Both of these games showed me a world of crafting that wasn’t merely time-killing side activity, but a viable way of life in the virtual world of your choice. In Fallen Earth I found myself wandering around the landscape for hours collecting cotton; in Everquest II I gave myself hand cramps, my adrenaline-filled grip fueled by time-restricted Rush Orders. I have never killed an elite mob that gave me as much joy as I felt upon creating nine items in under ten minutes.
This discovery, this new-found realization that I liked creating stuff, really really liked it, and liked having it advance my character as more than just a hobby, made a number of things clear to me. Suddenly I realized why I had logged out of so many other free trials, declaring, “I don’t know, I just don’t feel like killing things anymore tonight, and what else is there?” I realized why I had given up on Lord of the Rings Online (after buying a lifetime subscription, no less) because the prospect of becoming independently wealthy by selling my goods on the Auction House was not appealing enough to me.
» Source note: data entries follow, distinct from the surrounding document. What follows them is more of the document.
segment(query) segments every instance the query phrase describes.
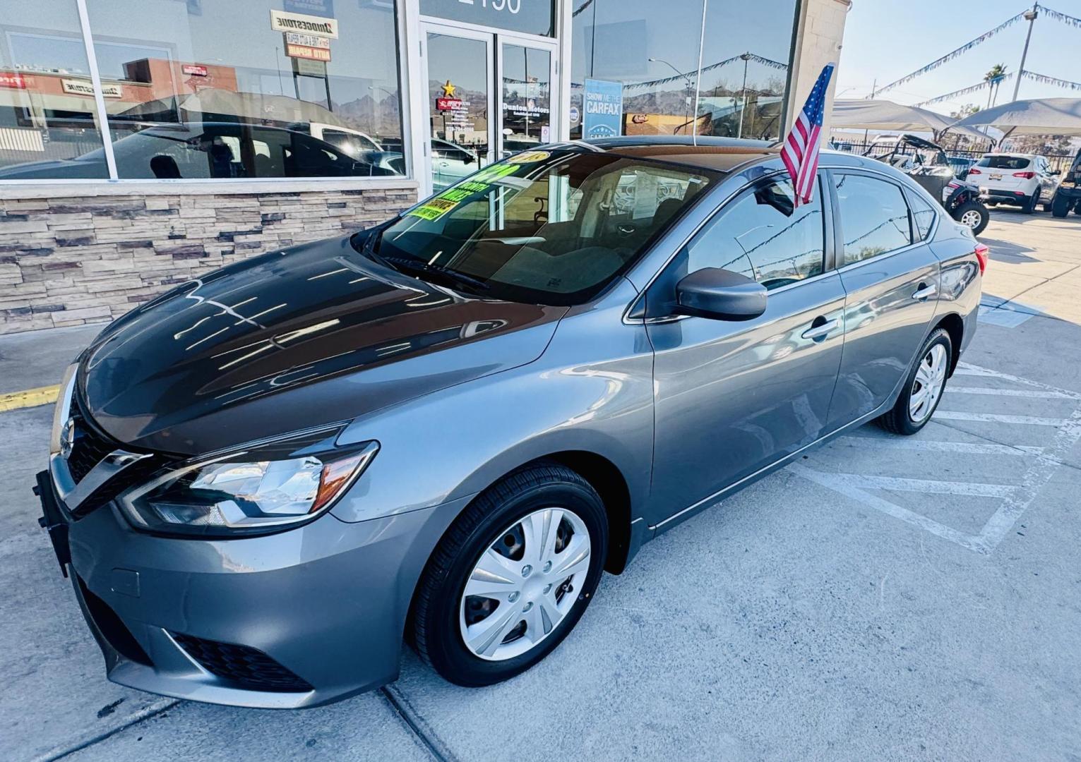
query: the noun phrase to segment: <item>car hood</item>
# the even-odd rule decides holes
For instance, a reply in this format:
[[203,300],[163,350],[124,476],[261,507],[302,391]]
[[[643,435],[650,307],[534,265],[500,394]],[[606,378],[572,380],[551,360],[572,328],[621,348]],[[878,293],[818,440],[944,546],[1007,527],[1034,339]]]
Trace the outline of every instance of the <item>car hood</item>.
[[83,355],[79,402],[129,446],[202,454],[531,362],[565,311],[464,296],[330,239],[124,316]]

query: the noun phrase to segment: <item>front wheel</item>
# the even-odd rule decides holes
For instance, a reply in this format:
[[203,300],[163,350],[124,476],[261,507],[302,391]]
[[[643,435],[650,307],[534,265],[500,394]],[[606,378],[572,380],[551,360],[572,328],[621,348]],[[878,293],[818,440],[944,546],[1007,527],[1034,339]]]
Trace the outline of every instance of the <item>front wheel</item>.
[[576,472],[511,473],[463,511],[425,569],[412,614],[421,657],[458,685],[515,677],[547,656],[592,600],[608,514]]
[[878,418],[879,425],[886,431],[905,436],[926,426],[942,401],[952,357],[953,343],[949,333],[936,329],[920,349],[919,361],[909,371],[897,403]]
[[965,201],[953,210],[953,219],[970,227],[973,236],[984,231],[990,217],[987,208],[978,201]]

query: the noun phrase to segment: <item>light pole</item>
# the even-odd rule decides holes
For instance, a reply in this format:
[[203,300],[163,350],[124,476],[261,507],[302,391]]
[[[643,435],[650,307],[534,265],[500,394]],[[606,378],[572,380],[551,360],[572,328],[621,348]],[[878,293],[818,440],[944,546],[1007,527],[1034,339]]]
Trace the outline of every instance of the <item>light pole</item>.
[[739,130],[736,137],[743,137],[743,115],[747,110],[747,62],[750,61],[750,53],[739,56],[744,61],[744,86],[739,89]]
[[1017,91],[1020,90],[1020,78],[1025,76],[1025,58],[1028,57],[1028,41],[1032,39],[1032,25],[1036,23],[1036,17],[1039,14],[1037,10],[1039,5],[1032,5],[1028,11],[1025,11],[1025,21],[1028,22],[1028,34],[1025,36],[1025,49],[1020,52],[1020,66],[1017,67],[1017,81],[1014,82],[1014,96],[1011,101],[1017,99]]
[[683,92],[683,126],[686,126],[686,123],[691,121],[691,91],[694,90],[694,86],[691,84],[691,78],[688,77],[686,73],[684,73],[683,71],[677,69],[675,66],[671,65],[670,62],[667,62],[664,58],[650,58],[649,61],[653,61],[658,64],[665,64],[668,68],[670,68],[672,71],[675,71],[684,79],[686,89]]

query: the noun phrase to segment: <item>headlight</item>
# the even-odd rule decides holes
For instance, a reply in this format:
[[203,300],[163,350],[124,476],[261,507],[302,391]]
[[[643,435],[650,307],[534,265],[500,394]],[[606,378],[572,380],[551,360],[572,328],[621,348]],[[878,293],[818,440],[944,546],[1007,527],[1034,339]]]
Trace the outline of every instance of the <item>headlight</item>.
[[120,496],[138,529],[235,536],[272,532],[325,512],[372,462],[378,442],[335,447],[339,429],[184,464]]

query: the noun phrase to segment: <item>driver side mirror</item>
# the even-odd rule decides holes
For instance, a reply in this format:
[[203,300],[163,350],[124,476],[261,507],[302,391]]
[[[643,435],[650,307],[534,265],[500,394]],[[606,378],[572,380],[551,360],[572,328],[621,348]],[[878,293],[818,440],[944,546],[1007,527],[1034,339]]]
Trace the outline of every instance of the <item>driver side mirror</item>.
[[731,270],[704,267],[676,284],[677,315],[752,320],[765,311],[765,286]]

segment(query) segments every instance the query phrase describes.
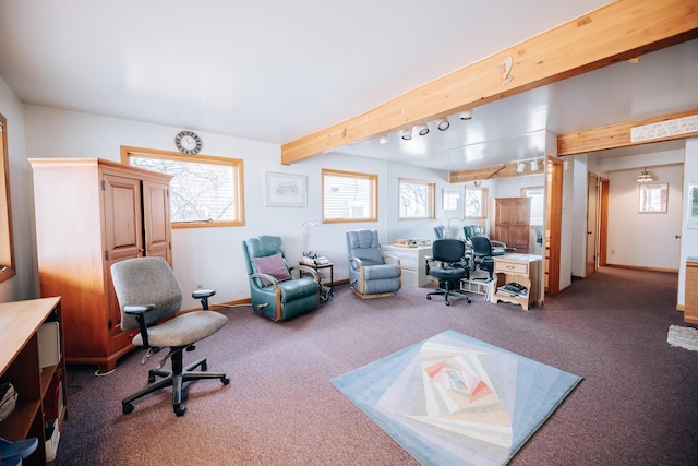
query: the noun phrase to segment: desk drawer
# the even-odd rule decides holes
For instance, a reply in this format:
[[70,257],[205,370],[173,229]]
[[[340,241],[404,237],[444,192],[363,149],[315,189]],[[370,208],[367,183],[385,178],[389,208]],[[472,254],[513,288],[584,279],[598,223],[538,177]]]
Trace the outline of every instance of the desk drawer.
[[494,272],[528,275],[528,264],[520,262],[494,261]]

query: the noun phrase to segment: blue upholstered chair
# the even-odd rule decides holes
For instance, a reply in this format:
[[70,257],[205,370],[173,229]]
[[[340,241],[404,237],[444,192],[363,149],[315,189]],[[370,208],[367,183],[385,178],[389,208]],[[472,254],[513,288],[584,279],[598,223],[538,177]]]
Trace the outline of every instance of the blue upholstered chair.
[[[305,265],[289,267],[281,238],[267,235],[249,238],[242,241],[242,250],[254,312],[274,321],[287,321],[317,309],[317,272]],[[301,271],[309,276],[301,277]]]
[[360,298],[395,295],[400,289],[402,267],[397,258],[383,255],[378,232],[347,231],[349,285]]
[[[111,279],[121,307],[121,328],[139,328],[133,337],[135,346],[147,348],[141,360],[145,363],[160,348],[169,351],[160,359],[155,369],[148,371],[148,384],[145,389],[123,398],[123,414],[133,410],[133,402],[166,386],[172,387],[172,407],[177,416],[186,413],[182,402],[182,384],[191,380],[220,379],[224,385],[230,380],[222,372],[207,372],[206,359],[183,366],[182,353],[195,349],[194,344],[213,335],[228,323],[228,318],[208,310],[208,298],[216,291],[198,289],[192,292],[200,299],[202,311],[179,314],[182,292],[170,268],[163,258],[136,258],[116,262],[111,265]],[[172,360],[172,370],[163,370],[168,359]],[[194,369],[201,367],[201,371]],[[155,378],[161,378],[157,382]]]

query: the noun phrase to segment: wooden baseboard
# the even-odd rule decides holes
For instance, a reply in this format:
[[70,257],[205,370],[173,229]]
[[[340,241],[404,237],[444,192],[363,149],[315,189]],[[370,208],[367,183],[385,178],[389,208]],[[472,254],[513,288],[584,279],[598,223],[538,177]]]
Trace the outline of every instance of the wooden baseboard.
[[606,264],[605,266],[614,267],[614,268],[628,268],[634,271],[666,272],[670,274],[678,273],[678,268],[645,267],[641,265],[623,265],[623,264]]

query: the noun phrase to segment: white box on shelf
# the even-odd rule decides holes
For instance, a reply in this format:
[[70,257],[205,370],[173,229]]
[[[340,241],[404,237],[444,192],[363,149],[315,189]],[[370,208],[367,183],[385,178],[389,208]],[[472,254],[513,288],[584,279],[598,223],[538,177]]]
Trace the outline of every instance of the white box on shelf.
[[61,439],[61,432],[58,430],[58,419],[53,421],[53,433],[51,433],[50,439],[46,439],[45,450],[46,450],[46,463],[52,462],[56,459],[56,452],[58,452],[58,442]]
[[61,337],[58,322],[46,322],[39,327],[39,366],[57,366],[61,360]]

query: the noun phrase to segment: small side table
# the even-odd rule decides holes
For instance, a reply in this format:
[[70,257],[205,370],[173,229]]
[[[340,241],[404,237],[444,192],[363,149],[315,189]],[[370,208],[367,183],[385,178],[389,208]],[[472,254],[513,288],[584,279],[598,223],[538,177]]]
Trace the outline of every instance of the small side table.
[[[314,268],[315,272],[317,272],[317,275],[320,275],[320,271],[322,271],[323,268],[329,268],[329,283],[327,284],[327,286],[329,287],[330,291],[335,291],[334,289],[334,283],[335,283],[335,264],[333,264],[332,262],[328,264],[306,264],[304,262],[299,262],[300,265],[306,265],[311,268]],[[302,274],[302,271],[301,271]],[[320,283],[322,284],[323,282],[323,277],[320,277]]]

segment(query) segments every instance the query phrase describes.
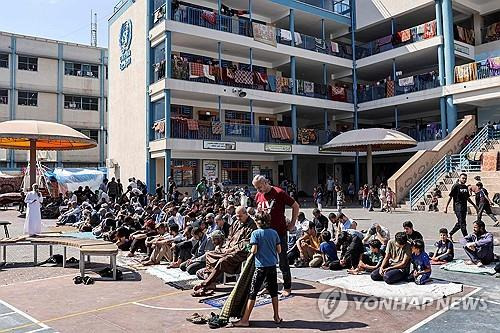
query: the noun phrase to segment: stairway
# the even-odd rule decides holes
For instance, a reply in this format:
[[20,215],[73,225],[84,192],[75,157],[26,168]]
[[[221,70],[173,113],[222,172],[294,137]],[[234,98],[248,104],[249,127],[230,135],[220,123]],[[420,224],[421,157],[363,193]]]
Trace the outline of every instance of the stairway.
[[[474,160],[478,153],[500,152],[500,130],[484,127],[476,137],[466,146],[460,154],[444,156],[435,166],[419,181],[410,191],[407,208],[412,210],[426,210],[431,201],[431,192],[438,187],[442,192],[443,199],[440,205],[444,205],[448,198],[451,186],[456,182],[460,173],[468,175],[467,184],[477,183],[474,177],[479,176],[484,187],[490,193],[491,198],[494,193],[500,193],[500,171],[481,172],[480,159]],[[498,165],[496,170],[500,170]],[[487,183],[485,183],[487,182]],[[499,210],[500,212],[500,210]]]

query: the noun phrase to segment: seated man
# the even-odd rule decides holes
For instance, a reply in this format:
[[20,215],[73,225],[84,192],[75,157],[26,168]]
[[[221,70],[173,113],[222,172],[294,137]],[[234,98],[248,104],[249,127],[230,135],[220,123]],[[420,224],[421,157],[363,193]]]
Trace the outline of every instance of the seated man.
[[374,223],[370,230],[366,233],[366,236],[363,238],[363,243],[368,244],[372,240],[378,240],[382,244],[382,249],[385,249],[387,246],[387,243],[391,239],[391,234],[389,232],[389,229],[386,227]]
[[[299,250],[299,259],[295,262],[295,267],[308,267],[313,258],[319,254],[319,237],[317,234],[316,224],[310,221],[307,225],[303,225],[302,230],[304,235],[297,240],[297,249]],[[321,262],[319,263],[321,265]]]
[[408,238],[408,242],[414,241],[415,239],[424,239],[420,232],[413,229],[413,223],[411,223],[411,221],[403,222],[403,229]]
[[368,245],[370,249],[361,255],[358,267],[355,269],[348,269],[347,273],[356,275],[364,271],[373,272],[379,268],[385,256],[385,252],[381,249],[382,242],[378,239],[372,239]]
[[382,264],[374,270],[371,278],[374,281],[385,281],[393,284],[406,281],[411,263],[411,245],[404,232],[396,233],[394,240],[387,243],[387,251]]
[[439,241],[434,244],[436,252],[429,252],[431,263],[434,265],[446,264],[454,257],[453,242],[448,238],[448,229],[439,229],[439,238]]
[[207,252],[206,278],[194,287],[193,296],[202,297],[209,294],[209,290],[215,289],[216,281],[222,273],[236,274],[240,270],[241,263],[247,259],[250,235],[257,226],[245,207],[238,207],[236,217],[237,220],[231,225],[224,246]]
[[341,270],[344,268],[354,269],[358,267],[359,258],[365,250],[360,237],[354,236],[344,230],[337,238],[337,247],[341,249],[340,260],[338,262],[332,262],[330,264],[330,269]]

I can find short-term satisfaction in a game in which crafting is more shallow, especially if more of my other must-have elements are present: I still enjoy my forays into Guild Wars from time to time, and am currently enjoying myself greatly in the red-headed stepchild that is Champions Online. I have no desire to craft full-time; my primary activity and goal is still exploration and hunting. But ultimately the game that allows me to log in and say to myself, “shall I be a murderer of wildlife and bandits today, or shall I make something beautiful?” and have both matter equally to my character progression will always be one I’d like to explore further.